Monday, October 11, 2021 - Daniil Medvedev and Filip Krajinovic play a Round 3 match in Stadium 1 on day 8 of the 2021 BNP Paribas Open at Indian Wells Tennis Garden in Indian Wells, CA. (Abbie Parr/BNP Paribas Open)
Top seed Daniil Medvedev eased past No. 27 seed Filip Krajinovic in a chilly BNP Paribas Open night session on Monday, bringing focus from start to finish to advance in a 6-2, 7-6(1) decision.
After the night’s opening clash between Paula Badosa and Coco Gauff (won by Badosa 6-2, 6-2) was delayed by roughly 90 minutes due to a surprise rain storm in the Palm Desert, Medvedev and Krajinovic took to the court around 9:00 p.m. local time.

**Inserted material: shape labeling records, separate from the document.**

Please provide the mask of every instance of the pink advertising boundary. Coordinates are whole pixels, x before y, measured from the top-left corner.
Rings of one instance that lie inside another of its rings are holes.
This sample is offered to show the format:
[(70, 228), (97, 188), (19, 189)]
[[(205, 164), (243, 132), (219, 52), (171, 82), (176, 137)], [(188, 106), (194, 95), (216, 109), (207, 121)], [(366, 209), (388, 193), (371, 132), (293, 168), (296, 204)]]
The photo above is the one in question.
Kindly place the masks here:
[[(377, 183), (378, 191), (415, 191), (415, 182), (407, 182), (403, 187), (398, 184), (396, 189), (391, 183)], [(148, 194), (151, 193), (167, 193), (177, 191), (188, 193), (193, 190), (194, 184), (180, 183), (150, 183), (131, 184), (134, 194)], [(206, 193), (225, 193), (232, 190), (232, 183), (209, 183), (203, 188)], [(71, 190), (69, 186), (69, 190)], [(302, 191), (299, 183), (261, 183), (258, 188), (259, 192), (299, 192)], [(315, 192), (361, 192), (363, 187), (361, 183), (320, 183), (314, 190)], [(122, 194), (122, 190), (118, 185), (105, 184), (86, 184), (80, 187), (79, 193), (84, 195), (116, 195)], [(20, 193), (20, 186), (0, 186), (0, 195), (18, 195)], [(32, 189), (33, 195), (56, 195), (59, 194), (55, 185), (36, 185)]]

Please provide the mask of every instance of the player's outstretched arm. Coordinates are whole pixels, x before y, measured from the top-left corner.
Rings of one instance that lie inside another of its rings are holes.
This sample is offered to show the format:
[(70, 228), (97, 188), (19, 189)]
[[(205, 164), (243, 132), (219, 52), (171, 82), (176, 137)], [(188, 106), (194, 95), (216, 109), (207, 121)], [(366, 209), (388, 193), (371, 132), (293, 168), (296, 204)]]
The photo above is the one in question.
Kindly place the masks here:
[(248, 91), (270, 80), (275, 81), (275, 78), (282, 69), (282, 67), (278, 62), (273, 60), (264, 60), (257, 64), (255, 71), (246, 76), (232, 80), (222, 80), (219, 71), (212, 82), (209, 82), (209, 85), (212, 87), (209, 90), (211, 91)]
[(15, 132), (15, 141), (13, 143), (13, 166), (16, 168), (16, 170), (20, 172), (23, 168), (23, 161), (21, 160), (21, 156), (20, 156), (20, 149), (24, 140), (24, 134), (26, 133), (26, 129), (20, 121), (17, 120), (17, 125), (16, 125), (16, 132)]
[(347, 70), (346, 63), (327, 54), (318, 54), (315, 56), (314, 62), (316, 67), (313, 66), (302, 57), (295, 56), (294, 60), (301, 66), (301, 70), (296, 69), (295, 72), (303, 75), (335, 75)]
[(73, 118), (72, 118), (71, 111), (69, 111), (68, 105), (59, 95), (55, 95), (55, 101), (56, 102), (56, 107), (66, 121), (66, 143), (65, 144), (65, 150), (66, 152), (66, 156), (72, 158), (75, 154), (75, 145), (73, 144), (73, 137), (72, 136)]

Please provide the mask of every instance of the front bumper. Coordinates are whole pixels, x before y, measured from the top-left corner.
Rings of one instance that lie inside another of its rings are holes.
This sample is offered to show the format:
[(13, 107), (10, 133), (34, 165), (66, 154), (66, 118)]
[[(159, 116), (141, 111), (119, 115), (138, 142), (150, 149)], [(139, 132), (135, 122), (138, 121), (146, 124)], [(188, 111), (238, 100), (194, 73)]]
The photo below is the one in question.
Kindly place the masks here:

In no mood to make his night last any longer than needed, Medvedev sprinted out to an early lead, capitalizing on the slow conditions to frustrate Krajinovic, who struggled to hit through the nimble, 6-foot-6 Russian.
Claiming the first set 6-2, Medvedev secured another early break in the second set after a delicate drop shot floated over the net out of his Serbian opponent’s reach in a stunning 38-shot rally. Undeterred by the reigning US Open champion’s early advantage, however, Krajinovic manufactured break points in the following game and out-duelled Medvedev from the baseline to break right back and level the set.
The remainder of the second was a tight, high-quality affair, with changes in momentum and the World No. 34 hanging tough against the World No. 2’s unassailable baseline defence. In the tiebreak, however, Medvedev raised his level – as champions do – and finished off the match after one hour and 30 minutes.
Up next: Grigor Dimitrov.
Earlier in the day, Diego Schwartzman fought through to the fourth round of the BNP Paribas Open for the first time in his career following an impressive come-from-behind win over Great Britain’s Daniel Evans, reeling off 10 games in a row from 2-4 down in the second set to score victory on Monday afternoon.
In a rematch of their heated clash earlier this year at the Western & Southern Open in Cincinnati, Schwartzman was the first to strike in pristine Stadium 1 conditions at the Indian Wells Tennis Garden. Untroubled by Evans’ slice and brave forays into the net, the Argentine broke in the fourth game and quickly found himself up 5-2 after consolidating the break twice.
From there, however, Evans dug deep, raising his level as the No. 11 seed attempted to serve for the set and breaking to 15. After the Briton consolidated for 5-5, Schwartzman fended off four break points, but was unable to save a fifth, handing Evans his fourth consecutive game in a row.
Galvanized by his improved level and the string of games won, the No. 18 seed served the first set out to love and continued his momentum in the second set, securing an early break and finding himself two holds away from the fourth round.
This time, it was Schwartzman’s turn to catch fire. The Buenos Aires native, small in stature at 5-foot-6 but not lacking in firepower whatsoever, burned Evans at the net as the 31-year-old began charging forward in desperation. Perhaps Schwartzman’s second-round survival against serve-and-volley specialist Maxime Cressy was the perfect practice for facing a player like Evans, as he broke back in a rally complete with several powerful groundstrokes and capped off with a feathered volley at the net.
He wouldn’t lose another game from there, reeling off eight more in quick succession before closing out the match in two hours, 19 minutes.
Through to his maiden round of 16 appearance in Indian Wells, Schwartzman will face No. 6 seed Casper Ruud for a place in the quarterfinals.
Ruud was the second men’s winner of the day with a gritty three-set win over Lloyd Harris in which he saved 8 of 8 break points to prevail after nearly three hours of tense tennis.
The mild-tempered Norweigan has been one of the form players this season, winning a tour-leading five titles, all coming at the ATP 250 level. Standing in the way of his quest for a sixth (and biggest) title this year was No. 26-seeded Harris, who is in the midst of his own breakthrough year after reaching a maiden Grand Slam quarterfinal at the US Open last month.
With both players benefitting from the conditions at the Indian Wells Tennis Garden – Harris the thin air for his blistering serve, Ruud the high & slow bounces for his forehand – it was a high-quality affair on Stadium three with a few key points making the difference.
Ruud, with his greater experience and laurels at the Masters 1000 events, was the one to capitalize on the break points he had, recovering from losing the first set to edge Harris in sets two and three.
The World No. 10 is one win away from his fifth 1000-level quarter-final of 2021. The rise of Ruud continues.